Jones, who won the 1988 Colorado Open, said his elbow problems developed over time.
“It’s something that came on, that built up over the years,” he said in 2008. “The muscle kept tearing away from the bone.”
During his most recent period away from competitive golf, Jones hosted a radio show for seven months from his home state of Arizona, and last year he established the Steve Jones Golf Academy in Phoenix, where he instructs.
“One kid I’m working with from Fort Collins said he was surprised he could book a lesson with Steve Jones with what I’ve done (on Tour),” Jones said this week. “I said, “˜Yeah, me too.'”
Jones is taking another step with the instruction gig by soon coming out with a set of short videos that he plans to promote in the U.S. and overseas. “It’s a cheap way of getting lessons,” he said.
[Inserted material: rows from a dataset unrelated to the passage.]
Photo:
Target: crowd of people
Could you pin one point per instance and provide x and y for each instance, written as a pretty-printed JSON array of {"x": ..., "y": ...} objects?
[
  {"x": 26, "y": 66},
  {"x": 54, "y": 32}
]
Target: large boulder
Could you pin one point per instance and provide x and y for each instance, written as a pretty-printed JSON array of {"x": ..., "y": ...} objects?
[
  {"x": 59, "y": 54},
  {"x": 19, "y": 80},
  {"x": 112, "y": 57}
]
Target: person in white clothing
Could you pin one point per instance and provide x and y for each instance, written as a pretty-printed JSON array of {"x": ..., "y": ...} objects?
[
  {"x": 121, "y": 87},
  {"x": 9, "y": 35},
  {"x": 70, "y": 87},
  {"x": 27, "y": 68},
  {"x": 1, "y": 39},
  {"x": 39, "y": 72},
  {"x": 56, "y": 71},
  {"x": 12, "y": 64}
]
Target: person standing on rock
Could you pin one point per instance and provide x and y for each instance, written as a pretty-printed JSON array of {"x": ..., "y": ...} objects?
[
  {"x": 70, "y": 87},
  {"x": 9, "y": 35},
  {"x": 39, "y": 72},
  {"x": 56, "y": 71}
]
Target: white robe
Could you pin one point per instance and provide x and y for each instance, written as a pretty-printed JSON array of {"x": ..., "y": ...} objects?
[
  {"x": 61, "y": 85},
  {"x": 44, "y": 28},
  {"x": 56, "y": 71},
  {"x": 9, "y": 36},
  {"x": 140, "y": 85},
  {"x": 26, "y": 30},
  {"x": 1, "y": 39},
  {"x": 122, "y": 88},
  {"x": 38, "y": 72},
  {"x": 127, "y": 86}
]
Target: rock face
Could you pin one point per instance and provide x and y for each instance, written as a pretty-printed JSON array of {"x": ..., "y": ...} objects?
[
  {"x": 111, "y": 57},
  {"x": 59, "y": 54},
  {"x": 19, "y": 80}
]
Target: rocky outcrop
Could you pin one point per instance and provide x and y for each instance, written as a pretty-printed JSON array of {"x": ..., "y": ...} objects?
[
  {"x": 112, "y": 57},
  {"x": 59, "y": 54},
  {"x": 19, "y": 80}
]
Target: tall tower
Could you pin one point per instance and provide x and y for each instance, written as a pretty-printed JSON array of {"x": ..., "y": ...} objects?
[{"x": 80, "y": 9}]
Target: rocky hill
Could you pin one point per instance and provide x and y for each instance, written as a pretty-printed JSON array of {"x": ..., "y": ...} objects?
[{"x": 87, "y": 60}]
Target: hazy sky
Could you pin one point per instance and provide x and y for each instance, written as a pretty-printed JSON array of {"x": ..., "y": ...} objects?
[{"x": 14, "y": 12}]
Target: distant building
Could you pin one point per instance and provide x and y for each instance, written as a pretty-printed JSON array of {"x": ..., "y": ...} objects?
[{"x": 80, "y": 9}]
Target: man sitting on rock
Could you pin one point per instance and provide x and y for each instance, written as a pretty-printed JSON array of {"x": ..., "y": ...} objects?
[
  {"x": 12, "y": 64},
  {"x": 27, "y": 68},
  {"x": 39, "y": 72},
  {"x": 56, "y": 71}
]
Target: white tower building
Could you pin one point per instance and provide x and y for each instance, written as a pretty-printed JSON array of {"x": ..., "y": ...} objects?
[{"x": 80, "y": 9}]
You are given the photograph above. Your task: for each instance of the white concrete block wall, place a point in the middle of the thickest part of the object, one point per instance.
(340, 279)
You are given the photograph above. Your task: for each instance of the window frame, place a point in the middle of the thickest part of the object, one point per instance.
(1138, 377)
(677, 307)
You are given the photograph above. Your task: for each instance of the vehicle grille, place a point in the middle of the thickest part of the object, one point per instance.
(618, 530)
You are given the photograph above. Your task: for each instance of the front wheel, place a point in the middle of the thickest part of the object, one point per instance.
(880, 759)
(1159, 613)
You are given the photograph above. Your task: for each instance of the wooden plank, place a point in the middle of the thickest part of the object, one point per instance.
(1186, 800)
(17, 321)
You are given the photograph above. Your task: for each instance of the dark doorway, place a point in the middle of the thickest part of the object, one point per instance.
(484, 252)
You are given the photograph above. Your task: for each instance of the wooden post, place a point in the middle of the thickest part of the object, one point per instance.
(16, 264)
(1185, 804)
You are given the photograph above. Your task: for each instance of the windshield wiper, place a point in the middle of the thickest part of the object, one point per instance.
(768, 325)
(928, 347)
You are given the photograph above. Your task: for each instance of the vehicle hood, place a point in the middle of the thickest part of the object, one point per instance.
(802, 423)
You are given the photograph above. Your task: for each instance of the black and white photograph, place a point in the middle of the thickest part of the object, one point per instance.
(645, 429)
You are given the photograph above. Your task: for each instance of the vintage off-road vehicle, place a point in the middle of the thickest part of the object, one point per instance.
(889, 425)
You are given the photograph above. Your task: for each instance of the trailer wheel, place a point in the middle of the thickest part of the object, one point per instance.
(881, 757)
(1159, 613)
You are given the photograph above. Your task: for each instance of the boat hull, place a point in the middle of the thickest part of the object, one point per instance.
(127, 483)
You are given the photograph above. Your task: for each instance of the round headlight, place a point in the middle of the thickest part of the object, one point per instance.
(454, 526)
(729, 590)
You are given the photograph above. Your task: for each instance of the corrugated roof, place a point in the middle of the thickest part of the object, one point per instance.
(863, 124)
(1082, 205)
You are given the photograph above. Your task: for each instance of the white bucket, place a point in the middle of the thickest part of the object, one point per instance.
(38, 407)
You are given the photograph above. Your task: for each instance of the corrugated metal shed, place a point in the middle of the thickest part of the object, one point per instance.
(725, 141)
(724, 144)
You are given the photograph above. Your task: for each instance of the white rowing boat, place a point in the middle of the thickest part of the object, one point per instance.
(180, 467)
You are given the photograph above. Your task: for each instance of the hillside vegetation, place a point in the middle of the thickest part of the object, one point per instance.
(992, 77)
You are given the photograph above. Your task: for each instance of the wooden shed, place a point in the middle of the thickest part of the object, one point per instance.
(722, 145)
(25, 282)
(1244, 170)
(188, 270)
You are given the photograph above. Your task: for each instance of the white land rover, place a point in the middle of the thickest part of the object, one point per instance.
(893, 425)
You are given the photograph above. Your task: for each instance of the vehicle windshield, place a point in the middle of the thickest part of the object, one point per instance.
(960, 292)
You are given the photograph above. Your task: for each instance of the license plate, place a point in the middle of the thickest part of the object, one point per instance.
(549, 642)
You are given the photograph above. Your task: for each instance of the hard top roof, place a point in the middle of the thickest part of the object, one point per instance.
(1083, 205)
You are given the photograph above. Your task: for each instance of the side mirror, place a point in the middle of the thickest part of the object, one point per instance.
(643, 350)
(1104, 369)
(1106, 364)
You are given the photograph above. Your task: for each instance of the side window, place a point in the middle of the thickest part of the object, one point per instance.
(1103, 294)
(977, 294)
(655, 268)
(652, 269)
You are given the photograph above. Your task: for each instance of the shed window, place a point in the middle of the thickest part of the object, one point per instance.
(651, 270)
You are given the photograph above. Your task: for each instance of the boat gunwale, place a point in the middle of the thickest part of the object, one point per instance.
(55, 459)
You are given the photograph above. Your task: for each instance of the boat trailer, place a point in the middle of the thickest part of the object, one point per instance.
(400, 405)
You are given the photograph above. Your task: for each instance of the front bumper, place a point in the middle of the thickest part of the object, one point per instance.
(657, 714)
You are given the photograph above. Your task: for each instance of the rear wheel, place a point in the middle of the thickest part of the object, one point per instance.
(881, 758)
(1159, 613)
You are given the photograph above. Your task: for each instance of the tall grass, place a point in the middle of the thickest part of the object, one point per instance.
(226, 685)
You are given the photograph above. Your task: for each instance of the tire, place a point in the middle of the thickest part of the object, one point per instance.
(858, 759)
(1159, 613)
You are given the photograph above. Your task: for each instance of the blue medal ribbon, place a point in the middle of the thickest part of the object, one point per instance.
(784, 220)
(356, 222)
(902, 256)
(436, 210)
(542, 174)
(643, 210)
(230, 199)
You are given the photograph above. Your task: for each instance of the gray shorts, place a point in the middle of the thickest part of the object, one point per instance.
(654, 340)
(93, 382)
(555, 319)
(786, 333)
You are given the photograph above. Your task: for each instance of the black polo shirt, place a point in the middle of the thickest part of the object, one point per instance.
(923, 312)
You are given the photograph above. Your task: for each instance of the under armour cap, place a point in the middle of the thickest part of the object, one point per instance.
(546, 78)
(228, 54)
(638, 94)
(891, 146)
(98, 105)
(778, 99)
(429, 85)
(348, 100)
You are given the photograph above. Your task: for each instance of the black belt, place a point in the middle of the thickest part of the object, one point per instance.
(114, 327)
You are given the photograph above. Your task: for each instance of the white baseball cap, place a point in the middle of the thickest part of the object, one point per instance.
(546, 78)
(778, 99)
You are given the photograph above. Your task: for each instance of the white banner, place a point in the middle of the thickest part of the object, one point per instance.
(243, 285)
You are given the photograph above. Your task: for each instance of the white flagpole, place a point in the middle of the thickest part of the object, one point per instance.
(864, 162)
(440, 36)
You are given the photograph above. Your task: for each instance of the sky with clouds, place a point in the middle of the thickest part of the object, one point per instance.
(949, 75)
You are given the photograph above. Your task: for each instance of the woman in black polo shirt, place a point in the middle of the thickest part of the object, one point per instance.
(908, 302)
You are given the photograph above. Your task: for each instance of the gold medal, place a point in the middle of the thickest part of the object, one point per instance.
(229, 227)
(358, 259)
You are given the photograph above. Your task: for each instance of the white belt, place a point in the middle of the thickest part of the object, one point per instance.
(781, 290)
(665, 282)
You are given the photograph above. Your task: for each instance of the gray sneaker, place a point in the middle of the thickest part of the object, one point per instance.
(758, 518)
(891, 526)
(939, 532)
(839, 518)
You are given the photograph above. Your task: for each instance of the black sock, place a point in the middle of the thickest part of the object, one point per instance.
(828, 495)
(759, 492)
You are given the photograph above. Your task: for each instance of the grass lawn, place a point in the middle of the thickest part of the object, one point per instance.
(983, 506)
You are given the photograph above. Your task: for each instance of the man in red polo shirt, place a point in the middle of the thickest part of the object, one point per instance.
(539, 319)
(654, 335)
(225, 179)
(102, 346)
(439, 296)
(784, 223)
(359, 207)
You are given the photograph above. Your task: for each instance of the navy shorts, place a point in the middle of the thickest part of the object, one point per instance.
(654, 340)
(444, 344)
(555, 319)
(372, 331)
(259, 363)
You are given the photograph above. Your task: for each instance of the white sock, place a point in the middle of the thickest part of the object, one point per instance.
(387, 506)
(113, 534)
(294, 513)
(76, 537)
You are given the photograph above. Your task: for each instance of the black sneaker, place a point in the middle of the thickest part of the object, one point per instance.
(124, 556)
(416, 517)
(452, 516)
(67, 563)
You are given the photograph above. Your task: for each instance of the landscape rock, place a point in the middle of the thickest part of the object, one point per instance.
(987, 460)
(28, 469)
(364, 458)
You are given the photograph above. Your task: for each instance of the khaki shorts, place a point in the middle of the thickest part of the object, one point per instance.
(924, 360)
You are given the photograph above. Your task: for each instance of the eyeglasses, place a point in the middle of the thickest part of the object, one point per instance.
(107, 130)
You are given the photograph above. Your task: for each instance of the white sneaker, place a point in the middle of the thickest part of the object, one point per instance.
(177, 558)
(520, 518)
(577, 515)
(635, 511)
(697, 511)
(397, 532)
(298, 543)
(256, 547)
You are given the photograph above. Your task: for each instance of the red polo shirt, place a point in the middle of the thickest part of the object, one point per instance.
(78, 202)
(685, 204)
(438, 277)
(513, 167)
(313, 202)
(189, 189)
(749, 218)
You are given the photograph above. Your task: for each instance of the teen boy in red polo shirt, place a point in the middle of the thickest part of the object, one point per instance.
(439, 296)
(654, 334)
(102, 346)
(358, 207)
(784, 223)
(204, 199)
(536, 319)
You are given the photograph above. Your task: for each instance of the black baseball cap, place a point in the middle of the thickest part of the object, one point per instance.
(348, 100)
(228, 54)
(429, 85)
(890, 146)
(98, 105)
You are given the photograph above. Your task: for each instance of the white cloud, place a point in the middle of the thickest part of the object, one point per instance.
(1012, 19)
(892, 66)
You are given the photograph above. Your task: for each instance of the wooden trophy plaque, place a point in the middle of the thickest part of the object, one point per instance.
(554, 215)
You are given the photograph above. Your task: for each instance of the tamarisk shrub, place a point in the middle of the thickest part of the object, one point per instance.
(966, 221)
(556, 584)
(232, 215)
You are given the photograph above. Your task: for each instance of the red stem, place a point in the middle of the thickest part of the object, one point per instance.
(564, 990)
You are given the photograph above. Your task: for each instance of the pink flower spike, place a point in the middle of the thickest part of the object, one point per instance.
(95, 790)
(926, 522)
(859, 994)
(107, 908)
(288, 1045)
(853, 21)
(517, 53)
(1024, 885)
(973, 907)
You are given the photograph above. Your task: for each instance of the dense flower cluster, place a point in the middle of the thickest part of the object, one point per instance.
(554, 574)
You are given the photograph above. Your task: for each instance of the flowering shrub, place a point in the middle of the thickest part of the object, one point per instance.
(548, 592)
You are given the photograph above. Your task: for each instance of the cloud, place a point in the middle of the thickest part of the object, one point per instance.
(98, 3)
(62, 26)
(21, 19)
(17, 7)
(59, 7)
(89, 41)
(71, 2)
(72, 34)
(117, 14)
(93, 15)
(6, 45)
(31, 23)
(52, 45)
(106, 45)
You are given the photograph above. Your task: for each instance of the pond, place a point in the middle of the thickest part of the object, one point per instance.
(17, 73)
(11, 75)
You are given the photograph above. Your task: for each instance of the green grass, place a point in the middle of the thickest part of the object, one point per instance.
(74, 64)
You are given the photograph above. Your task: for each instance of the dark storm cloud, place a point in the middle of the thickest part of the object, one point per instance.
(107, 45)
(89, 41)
Jones also noted that his web site, stevejonesgolf.com, will be revamped next month.
Golf “is my area and I need to stick with it,” he said.
Jones, the third-oldest player in the field for the 2011 Hope Classic, is one of several competitors with Colorado ties competing this week. Also playing are Cherry Hills Village resident David Duval, who shot a 59 en route to winning the 1999 Hope Classic; Kent Denver High School alums Brandt Jobe and Kevin Stadler; and former Colorado State University golfer Martin Laird. The Hope will be the 2011 debuts for Stadler and Laird.
Another connection the Bob Hope Classic has to Colorado is that this tournament marks the first Classic in which Larry Thiel has served as tournament chairman. Thiel was the executive director of the International PGA Tour event in Castle Rock for all 21 years of its run. Thiel has helped this year’s Bob Hope tournament attract a better field than last year’s event did, but the Hope still doesn’t have a title sponsor.